As readers, we should evaluate a piece of work as it stood when published, not what the piece of work could have been. In fact, does Rowling’s post-writing opinion on the novels matter at all?

Harry Potter should stand alone as a series. Even though Rowling is the author and Harry Potter was her work of art, any commentary or inference should be based on the work itself.

Rowling can say anything about the novel, but the fact is that it really doesn’t matter. Rowling stated that the reason she wanted Ron and Hermione together was out of a personal choice, and not for literary reasons.

What fans and Rowling alike are forgetting is that novels, and artwork in general, are reflections of an author’s personal choices, and these choices do not have to be strictly artistic or literary. If they were, we would be left with a dry piece of work, devoid of any humanity that makes art moving or relatable.

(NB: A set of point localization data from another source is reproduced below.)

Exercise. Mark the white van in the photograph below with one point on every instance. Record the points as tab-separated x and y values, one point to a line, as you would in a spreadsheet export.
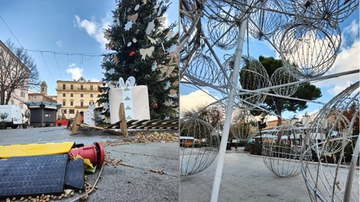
14	118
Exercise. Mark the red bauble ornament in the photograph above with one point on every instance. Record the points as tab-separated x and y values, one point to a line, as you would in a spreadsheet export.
155	105
132	53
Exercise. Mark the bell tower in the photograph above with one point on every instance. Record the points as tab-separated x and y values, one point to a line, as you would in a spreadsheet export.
43	89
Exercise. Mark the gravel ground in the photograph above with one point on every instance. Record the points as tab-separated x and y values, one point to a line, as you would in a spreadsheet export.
149	168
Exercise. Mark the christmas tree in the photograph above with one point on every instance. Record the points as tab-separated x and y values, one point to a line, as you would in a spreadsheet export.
143	47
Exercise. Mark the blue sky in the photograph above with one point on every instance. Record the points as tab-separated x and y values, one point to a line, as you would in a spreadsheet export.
68	33
348	59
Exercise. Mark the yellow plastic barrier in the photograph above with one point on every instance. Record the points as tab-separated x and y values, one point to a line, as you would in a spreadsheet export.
7	151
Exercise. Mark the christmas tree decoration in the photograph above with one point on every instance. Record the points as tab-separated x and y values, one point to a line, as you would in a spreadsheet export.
167	86
116	60
161	19
168	103
153	41
124	39
128	25
132	53
140	28
135	99
150	27
107	35
146	52
173	92
133	18
111	71
155	105
154	66
170	35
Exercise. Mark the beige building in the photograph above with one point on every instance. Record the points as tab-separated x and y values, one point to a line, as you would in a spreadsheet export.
273	123
11	67
42	96
76	95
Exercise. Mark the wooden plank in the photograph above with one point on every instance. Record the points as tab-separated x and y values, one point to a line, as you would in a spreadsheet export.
122	118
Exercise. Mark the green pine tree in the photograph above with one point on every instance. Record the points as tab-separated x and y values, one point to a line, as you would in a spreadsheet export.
144	48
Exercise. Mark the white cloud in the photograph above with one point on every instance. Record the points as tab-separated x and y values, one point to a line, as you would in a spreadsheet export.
93	29
59	43
75	71
194	100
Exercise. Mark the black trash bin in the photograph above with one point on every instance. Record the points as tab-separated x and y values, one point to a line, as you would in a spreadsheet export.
42	113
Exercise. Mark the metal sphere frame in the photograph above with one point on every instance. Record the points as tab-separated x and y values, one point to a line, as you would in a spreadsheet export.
202	152
333	175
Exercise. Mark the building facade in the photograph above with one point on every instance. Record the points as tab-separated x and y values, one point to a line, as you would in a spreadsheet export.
76	95
42	96
13	73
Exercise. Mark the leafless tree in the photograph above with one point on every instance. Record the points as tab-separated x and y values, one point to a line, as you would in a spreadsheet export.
17	71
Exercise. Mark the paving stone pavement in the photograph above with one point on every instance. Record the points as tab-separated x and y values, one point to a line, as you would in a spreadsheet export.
245	178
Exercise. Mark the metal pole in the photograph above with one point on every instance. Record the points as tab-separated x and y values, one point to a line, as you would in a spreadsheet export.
229	109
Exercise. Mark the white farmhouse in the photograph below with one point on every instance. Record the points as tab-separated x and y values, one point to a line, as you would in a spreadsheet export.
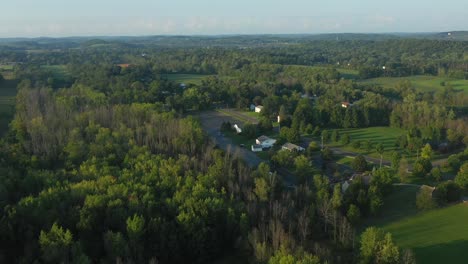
237	128
265	141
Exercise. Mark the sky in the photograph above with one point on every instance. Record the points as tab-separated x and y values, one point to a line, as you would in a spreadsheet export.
61	18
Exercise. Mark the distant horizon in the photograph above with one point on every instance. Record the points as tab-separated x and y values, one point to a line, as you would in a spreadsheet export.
56	18
237	34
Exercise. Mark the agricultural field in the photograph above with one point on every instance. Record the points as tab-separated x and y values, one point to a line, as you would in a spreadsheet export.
422	83
58	71
437	236
398	205
385	135
186	78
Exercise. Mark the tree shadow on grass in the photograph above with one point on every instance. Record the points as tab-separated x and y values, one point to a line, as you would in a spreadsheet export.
454	252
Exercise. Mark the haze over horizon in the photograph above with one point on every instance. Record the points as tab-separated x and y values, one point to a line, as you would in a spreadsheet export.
54	18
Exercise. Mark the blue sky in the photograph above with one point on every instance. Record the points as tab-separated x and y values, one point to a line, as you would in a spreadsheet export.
56	18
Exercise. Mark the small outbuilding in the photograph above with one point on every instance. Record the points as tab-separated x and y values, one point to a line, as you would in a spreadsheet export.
257	148
265	141
237	128
292	147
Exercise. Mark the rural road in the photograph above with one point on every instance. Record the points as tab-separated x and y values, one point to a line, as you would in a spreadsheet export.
211	122
339	151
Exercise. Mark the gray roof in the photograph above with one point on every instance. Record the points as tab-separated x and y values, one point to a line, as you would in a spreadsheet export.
263	138
292	146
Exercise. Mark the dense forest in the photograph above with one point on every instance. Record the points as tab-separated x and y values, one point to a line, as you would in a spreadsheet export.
106	162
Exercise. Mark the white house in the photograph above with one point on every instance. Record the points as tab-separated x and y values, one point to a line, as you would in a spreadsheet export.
237	128
292	147
265	141
257	148
346	104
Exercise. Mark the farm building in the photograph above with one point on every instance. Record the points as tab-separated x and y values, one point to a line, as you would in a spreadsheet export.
292	147
265	141
257	148
258	108
237	128
346	104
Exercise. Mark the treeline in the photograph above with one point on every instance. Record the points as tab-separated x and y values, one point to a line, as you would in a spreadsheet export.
85	180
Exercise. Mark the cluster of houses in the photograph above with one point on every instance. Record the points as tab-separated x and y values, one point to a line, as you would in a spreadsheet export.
263	143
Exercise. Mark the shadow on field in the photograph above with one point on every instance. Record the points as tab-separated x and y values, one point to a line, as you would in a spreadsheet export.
454	252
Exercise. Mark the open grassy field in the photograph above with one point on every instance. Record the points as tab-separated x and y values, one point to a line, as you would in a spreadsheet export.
420	82
58	71
399	204
385	135
186	78
438	236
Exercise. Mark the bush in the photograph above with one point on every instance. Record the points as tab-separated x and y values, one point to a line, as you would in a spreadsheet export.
334	136
359	163
345	139
356	144
250	131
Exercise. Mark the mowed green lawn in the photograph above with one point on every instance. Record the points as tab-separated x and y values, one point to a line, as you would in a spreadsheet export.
438	236
420	82
58	71
186	78
385	135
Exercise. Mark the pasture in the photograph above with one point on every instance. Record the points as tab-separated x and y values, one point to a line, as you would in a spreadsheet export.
59	72
385	135
437	236
420	82
186	78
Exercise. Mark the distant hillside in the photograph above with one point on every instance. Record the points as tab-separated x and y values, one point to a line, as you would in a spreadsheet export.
216	40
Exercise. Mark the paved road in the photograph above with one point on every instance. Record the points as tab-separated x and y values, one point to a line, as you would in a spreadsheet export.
211	122
239	115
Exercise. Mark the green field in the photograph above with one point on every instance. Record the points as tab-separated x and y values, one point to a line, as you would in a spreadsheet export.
385	135
438	236
421	83
186	78
398	205
58	71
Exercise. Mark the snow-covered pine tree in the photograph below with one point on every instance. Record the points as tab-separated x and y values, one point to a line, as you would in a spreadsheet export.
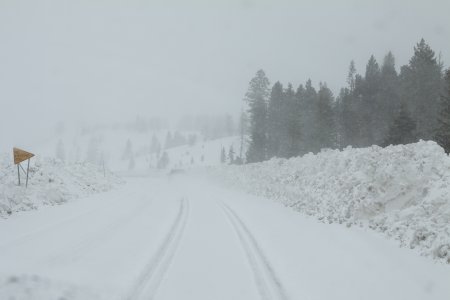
308	112
443	131
60	151
256	98
388	100
290	124
243	127
223	156
369	112
325	120
421	87
275	120
403	129
128	151
231	155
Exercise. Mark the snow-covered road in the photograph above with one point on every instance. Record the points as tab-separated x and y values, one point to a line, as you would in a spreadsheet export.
187	238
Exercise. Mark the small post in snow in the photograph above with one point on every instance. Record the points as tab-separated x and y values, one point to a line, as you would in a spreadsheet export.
20	156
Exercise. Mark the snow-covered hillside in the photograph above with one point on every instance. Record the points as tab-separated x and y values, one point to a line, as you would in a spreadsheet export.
51	182
403	191
132	151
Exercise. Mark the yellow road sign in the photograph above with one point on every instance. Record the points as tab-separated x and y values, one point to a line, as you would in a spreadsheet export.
21	155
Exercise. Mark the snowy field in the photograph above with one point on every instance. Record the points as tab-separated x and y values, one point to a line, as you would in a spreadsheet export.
201	234
182	237
402	191
51	182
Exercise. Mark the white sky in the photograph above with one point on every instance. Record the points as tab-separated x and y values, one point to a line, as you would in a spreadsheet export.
108	60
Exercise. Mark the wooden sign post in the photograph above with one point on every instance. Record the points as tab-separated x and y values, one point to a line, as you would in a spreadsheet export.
20	156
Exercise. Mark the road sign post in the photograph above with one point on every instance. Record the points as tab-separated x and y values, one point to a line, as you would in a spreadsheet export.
20	156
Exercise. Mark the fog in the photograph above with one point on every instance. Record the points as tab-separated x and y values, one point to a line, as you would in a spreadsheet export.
85	62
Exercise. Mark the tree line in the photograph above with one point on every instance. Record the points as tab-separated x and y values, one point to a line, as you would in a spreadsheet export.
380	107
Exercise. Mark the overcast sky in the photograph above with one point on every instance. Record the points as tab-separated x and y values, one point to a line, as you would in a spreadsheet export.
109	60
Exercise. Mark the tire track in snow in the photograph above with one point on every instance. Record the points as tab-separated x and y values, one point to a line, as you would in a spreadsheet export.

As an artist, Rowling is allowed to look back and wistfully think, “I wish this” and “I wish that.” That response is natural, and it is her right to develop as both a writer and an artist. Readers and fans alike should not allow any of Rowling’s thoughts, however, to affect the way in which they read and interpret the text.

Even if Rowling had made some point or suggested some change that fans found agreeable, readers should still focus on the novel itself because, as a work of art, it is relevant only to the specific context in which it was created.

The shifting thoughts from the author or society should not change people’s relationship with the original text.